I sometimes hear from wives who were expecting a long, drawn out explanation from their guilty husband after they have caught him Chinalove.com Reviews cheating or having an affair. Instead, all these wives are hearing is silence - perhaps also accompanied by dirty looks - encompassing what many of us call the silent treatment.
I might hear from a wife who says
something like: "the great irony of all of this is that I felt like my
husband was cheating about six months ago. He was acting funny and didn't seem
interested in me or in my marriage anymore. And he was spending more and more
time at work. I asked him about this and he tried to convince me that I was
making crazy accusations. He told me that I was too insecure and that he didn't
appreciate me accusing him of something that was baseless. Well, a couple of days
ago, he very dumbly left his phone on the kitchen table. I found texts and
emails from a woman who he was obviously cheating with. Her email address was
one used for the company where my husband works. She was dumb enough to be
sending these kind of emails at work. Anyway, as soon as my husband came to
retrieve his phone, I lit into him. He grabbed his phone from me and didn't say
Chinalove a word. He
hasn't said a word since. I keep waiting for him to approach me or try to
explain. But he is avoiding me. After hours of this, I started to think that
maybe he was going to leave the house and go to be with her. But he never did.

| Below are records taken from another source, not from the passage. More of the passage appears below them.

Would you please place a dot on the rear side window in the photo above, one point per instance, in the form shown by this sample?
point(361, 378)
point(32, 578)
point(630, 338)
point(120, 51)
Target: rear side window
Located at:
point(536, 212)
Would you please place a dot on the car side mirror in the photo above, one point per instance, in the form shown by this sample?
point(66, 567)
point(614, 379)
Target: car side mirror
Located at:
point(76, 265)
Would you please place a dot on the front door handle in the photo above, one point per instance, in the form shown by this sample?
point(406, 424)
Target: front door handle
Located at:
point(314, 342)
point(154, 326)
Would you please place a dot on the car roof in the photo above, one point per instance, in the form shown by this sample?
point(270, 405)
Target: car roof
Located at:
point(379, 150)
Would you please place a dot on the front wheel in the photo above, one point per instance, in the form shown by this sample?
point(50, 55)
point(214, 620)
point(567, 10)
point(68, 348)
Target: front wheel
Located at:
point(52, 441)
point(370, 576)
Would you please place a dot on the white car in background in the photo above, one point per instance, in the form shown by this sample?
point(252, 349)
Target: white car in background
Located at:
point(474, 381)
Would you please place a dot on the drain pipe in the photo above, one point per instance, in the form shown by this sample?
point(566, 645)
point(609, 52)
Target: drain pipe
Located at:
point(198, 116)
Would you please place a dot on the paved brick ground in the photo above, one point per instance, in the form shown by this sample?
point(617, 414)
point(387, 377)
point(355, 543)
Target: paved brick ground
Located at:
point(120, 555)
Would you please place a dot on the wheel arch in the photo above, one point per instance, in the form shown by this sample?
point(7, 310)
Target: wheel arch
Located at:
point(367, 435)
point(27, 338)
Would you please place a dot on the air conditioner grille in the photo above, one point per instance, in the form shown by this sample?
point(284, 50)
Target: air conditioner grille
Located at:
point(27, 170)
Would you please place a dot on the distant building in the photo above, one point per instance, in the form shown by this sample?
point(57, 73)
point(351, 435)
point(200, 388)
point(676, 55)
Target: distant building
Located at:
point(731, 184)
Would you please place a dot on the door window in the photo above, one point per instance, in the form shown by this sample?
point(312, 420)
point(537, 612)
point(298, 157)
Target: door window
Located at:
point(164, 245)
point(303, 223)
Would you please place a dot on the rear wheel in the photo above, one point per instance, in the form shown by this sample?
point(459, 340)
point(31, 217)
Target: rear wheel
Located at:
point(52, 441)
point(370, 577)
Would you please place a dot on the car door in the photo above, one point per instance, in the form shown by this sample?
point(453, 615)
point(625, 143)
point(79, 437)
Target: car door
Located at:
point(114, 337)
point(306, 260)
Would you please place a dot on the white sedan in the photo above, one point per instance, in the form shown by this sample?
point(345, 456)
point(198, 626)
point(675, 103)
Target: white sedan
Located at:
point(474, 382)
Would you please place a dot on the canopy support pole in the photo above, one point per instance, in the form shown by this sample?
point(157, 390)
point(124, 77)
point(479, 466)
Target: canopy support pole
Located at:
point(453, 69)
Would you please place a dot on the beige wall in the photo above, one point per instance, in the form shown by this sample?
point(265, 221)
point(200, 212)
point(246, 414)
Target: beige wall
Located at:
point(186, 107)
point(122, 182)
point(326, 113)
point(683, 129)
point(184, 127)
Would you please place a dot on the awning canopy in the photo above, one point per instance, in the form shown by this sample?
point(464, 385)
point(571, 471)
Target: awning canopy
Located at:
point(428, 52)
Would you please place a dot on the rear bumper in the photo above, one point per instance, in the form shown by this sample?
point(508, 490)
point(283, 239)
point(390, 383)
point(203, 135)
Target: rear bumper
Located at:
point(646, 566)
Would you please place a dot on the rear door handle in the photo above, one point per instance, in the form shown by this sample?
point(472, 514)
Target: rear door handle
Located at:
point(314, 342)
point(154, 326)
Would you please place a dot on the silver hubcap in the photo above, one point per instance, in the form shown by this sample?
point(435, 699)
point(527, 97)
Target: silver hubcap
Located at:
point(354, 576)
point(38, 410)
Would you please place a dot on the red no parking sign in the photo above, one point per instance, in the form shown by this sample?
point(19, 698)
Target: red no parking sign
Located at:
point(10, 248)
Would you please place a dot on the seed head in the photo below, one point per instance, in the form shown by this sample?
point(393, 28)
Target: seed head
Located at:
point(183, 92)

He's still here. He's still eating and sleeping here. But he is not talking.
This morning, I could not take it anymore and I approached my husband and asked
him if he was just going to mope around not saying anything. He just stared at
me, never said a word, got in his car, and left. He came back a couple of hours
later with some grocery bags full of food that we needed. But he has never once
discussed the affair or anything else. It's like he refuses to talk to me if
that is what I want to talk about. Why is he doing this and how can I stop
it?"
This is a very frustrating and
childish tactic. Unfortunately though, it is one that is very common. There are
many things that he might be trying to do. He may feel like the longer he
delays this conversation, the less venom you are going to have toward him. Or,
he may be trying Chinalove.com to put you in a situation where you are the
one doing all of the talking. In this way, he's attempting to shift the balance
of power.
There are other possibilities too.
He may honestly not know what to say. He may know that the conversation is
going to be difficult and painful so he wants to delay it. He may be very
embarrassed or ashamed.
Whatever the reason, you can decide
how you want to handle this. Nothing says that you have to wait for him to
start talking. However, you can't force him to talk. You can tell him your
stance on this though. So I'd suggest getting very clear on what you want to
happen and how much more silence you can tolerate. Frankly, there is always the
option of just going about your business and waiting for him to take the
initiative. He clearly doesn't plan to leave. And you have done nothing wrong.
So why should the burden be on you? He has to say something eventually.
If you'd like to be more direct,
you might try something like: "I can see that you're not in any hurry to
talk about this. But surely, you must know that we can't tiptoe around this
forever. I won't be in a marriage where we just ignore our problems. And if you
want to continue to be in this marriage then you're going to need to talk to me
about this eventually. I can sort of understand your wanting to avoid this
conversation, but it's going to happen eventually. And waiting just means that
things will become more and more awkward. The conversation won't get easier
with the passage of time. If it were me who cheated, I would want to talk to
offer you an explanation right away. I can't understand why you aren't. And
since you won't say anything, all I can do is speculate. I'll wait to hear from
you. But your self imposed silence doesn't make things easier on either of
us."
This may be all the ice breaker he
needs to begin with words. If he is posturing, he will hopefully see that this
strategy won't work. Or, he may still be too embarrassed at the questions he
knows will come out during the conversation. But as long as he knows that he
can't delay this forever, he will likely just want to get it over with at some
point. But it's very important to remember that you didn't do anything wrong.
So the burden of conversation should not be yours alone.